The company says its net loss attributable to common shareholders amounted to $1.24 billion or $1.36 per share for the quarter ended Sept. 30 compared with a profit of $640 million or 70 cents per share a year earlier.

On an adjusted basis, BCE says it earned 75 cents per share in its latest quarter compared with an adjusted profit of 81 cents per share in the same quarter last year.

“Bell’s results for the third quarter demonstrate that we are disciplined in our pursuit of profitable growth in an intensely competitive environment,” BCE chief executive Mirko Bibic said in a statement.

“Our focus this quarter, and throughout 2024, has been to attract higher-margin subscribers and reduce costs to help offset short-term revenue impacts from sustained competitive pricing pressures, slow economic growth and a media advertising market that is in transition.”

Operating revenue for the quarter totalled $5.97 billion, down from $6.08 billion in its third quarter of 2023.

BCE also said it now expects its revenue for 2024 to fall about 1.5 per cent compared with earlier guidance for an increase of zero to four per cent.

The company says the change comes as it faces lower-than-anticipated wireless product revenue and sustained pressure on wireless prices.

BCE added 33,111 net postpaid mobile phone subscribers, down 76.8 per cent from the same period last year, which was the company’s second-best performance on the metric since 2010.

It says the drop was driven by higher customer churn — a measure of subscribers who cancelled their service — amid greater competitive activity and promotional offer intensity.
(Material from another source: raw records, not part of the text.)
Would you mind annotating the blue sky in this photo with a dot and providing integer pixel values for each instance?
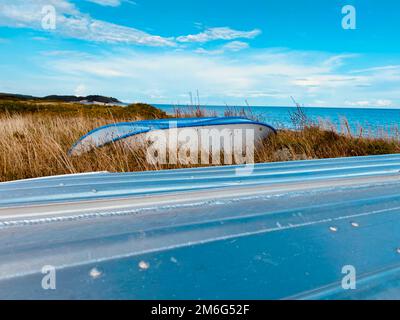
(158, 51)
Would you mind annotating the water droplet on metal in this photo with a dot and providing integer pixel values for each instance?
(95, 273)
(144, 265)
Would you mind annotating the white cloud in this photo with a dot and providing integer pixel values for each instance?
(221, 33)
(72, 23)
(264, 76)
(111, 3)
(80, 90)
(233, 46)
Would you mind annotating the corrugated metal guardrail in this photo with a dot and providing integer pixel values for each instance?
(285, 231)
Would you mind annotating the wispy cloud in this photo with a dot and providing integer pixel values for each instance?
(111, 3)
(263, 76)
(74, 24)
(221, 33)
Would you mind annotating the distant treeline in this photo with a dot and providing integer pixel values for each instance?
(58, 98)
(133, 111)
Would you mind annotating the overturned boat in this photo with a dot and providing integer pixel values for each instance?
(220, 134)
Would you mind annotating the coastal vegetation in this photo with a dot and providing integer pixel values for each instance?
(35, 137)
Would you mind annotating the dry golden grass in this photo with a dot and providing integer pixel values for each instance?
(37, 144)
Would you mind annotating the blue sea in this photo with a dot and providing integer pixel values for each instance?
(374, 122)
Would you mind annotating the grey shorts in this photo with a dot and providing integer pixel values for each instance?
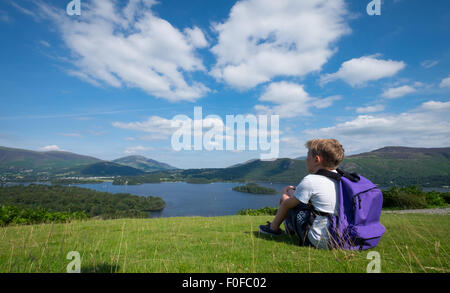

BCE’s monthly churn rate for the category was 1.28 per cent, up from 1.1 per cent during its previous third quarter.

The company also saw 11.6 per cent fewer gross subscriber activations “due to more targeted promotional offers and mobile device discounting compared to last year.”

Bell’s wireless mobile phone average revenue per user was $58.26, down 3.4 per cent from $60.28 in the third quarter of the prior year.